If simply amassing a measure of destruction of life and limb is the operative concern, then Seung-Hui Cho at Virginia Tech using a most pedestrian 9mm pistol, racked up more than ten times the number of kills than the Tsarnaevs. Does that mean an ordinary handgun deserves to be labeled a weapon of mass destruction? If so, then surely that designation ought to apply as well to the common kitchen knife. In 2001, in a cafeteria in Osaka, Mamoru Takuma conclusively demonstrated how an unremarkable kitchen knife could, in a matter of moments, separate the souls from the bodies of seven people and severely wound thirteen others. Then, we have the occasional deranged individual who intentionally plows his automobile into a packed crowd, killing and wounding a whole slew of innocent folks. Is a Buick to be classified as a weapon of mass destruction too? Something is horribly cockeyed here.
The hysteria level is not only getting out of hand, it seems that wild and unreasonable fears are being purposely exploited to get the public to accept a continued shift away from traditional liberal American law-enforcement policies, and towards embracing outright police-state methods, along with the continuing militarization of law-enforcement in general.

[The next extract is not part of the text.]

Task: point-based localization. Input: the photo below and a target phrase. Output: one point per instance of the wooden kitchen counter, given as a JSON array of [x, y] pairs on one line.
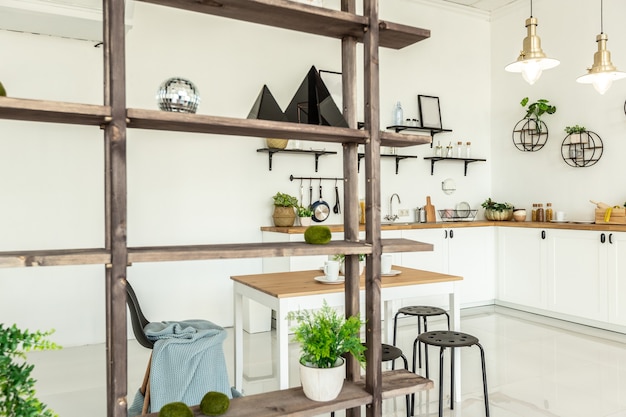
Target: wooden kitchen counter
[[478, 223]]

Alex Seitz-Wald of Salon has an excellent run-down
of the changes in the official story. Some readers of that piece have argued -- not unreasonably -- that there will always be a few muddled facts during the early stages of reporting on an unfolding story. I agree, but only to a point. This story zoomed past that point two or three days ago.
To mention just one example: At first the cops told us that the brothers had a massive arsenal, including a BB gun(!) -- but now we learn that the Tsarnaevs had but one
9mm pistol between them. Cah-MON. You can't change the narrative so drastically while offering the public no better explanation than "Oops"!
So who deserves the blame for these mutating facts? A lot of people would point to the journalists covering this story, but I think that reporters have simply repeated what they've been told by police and government sources. One thing is for sure: We've reached a point where no-one can say that this story is in its early stages -- yet you don't have to be a conspiracy buff to see that we still have eight or nine genuine mysteries here.
Half of those mysteries become clearer if we posit that the cops told fibs to hide their screw-ups.